Is this using anything approaching a full data set in size, or an
approach to lookups that would apply to such a data set? That is,
will this number remain the same when you have over 100k entries? Or
is this just returning some small number of memory-resident records
over and over? As it turns out, this performance looks like it is
more for performance sake rather than any real need for it.
If you look at the stats page at
http://www.cddb.com/hits/stats.html, for the 'Worldwide 30 Day
Activity Report', you will see that in the last 30 days, cddb has
served only 3476858 entries. This amounts to 1.34 hits/second
(averaged over the whole day -- 4 hits/second would probably be a
reasonable peak load during the middle of the day). That being the
case, we don't need anything that even approaches a bazillion queries
a second. Rather, we just need something that is easy to implement
and use. You could probably match this using gophers and a pile of
notepads. Certainly Sybase running on our Linux box could serve this
many transactions.
cddb.com could be underreporting their hits, I suppose...

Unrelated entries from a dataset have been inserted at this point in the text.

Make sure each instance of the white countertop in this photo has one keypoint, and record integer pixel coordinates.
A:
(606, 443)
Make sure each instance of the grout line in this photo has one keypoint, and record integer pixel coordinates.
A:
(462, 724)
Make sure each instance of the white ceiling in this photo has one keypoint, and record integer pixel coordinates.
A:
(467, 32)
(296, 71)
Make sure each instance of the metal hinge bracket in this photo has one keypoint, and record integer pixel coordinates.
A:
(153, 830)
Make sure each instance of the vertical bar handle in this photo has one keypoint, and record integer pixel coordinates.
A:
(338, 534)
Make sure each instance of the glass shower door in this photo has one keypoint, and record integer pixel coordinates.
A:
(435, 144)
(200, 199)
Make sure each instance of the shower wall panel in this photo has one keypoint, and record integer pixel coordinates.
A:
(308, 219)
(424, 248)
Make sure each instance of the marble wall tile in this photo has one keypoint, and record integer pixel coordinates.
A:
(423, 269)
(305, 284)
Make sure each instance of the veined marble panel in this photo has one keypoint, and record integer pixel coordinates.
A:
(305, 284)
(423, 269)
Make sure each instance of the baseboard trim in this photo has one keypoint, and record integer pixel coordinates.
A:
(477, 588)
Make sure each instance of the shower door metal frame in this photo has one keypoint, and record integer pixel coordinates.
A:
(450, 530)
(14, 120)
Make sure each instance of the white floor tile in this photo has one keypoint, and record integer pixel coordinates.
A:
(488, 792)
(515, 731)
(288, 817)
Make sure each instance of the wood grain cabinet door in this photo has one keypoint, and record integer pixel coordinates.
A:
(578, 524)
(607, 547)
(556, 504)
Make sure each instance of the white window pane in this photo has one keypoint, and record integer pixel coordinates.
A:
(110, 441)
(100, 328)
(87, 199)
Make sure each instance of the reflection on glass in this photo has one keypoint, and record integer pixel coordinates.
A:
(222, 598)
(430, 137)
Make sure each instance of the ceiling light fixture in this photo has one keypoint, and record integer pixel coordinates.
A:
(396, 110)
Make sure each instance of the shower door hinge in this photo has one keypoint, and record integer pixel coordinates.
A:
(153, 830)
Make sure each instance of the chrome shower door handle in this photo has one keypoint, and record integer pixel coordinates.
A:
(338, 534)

I agree that a full RDBMS approach is probably more than some
people would want to bite off (even though the implementation would
be easy, there may not be many willing to dedicate their
Sybase/Oracle/whatever server to the job), but we should keep the
store of data in such a format that it can be dumped into a database
w/o having to do much work. This probably means a structured format
like XML or possibly something simpler of our own design.
-tim
(BTW, looking at the number of new entries, they are currently
averaging 519 new entries per day. We don't need massive amounts of
data distribution power either.)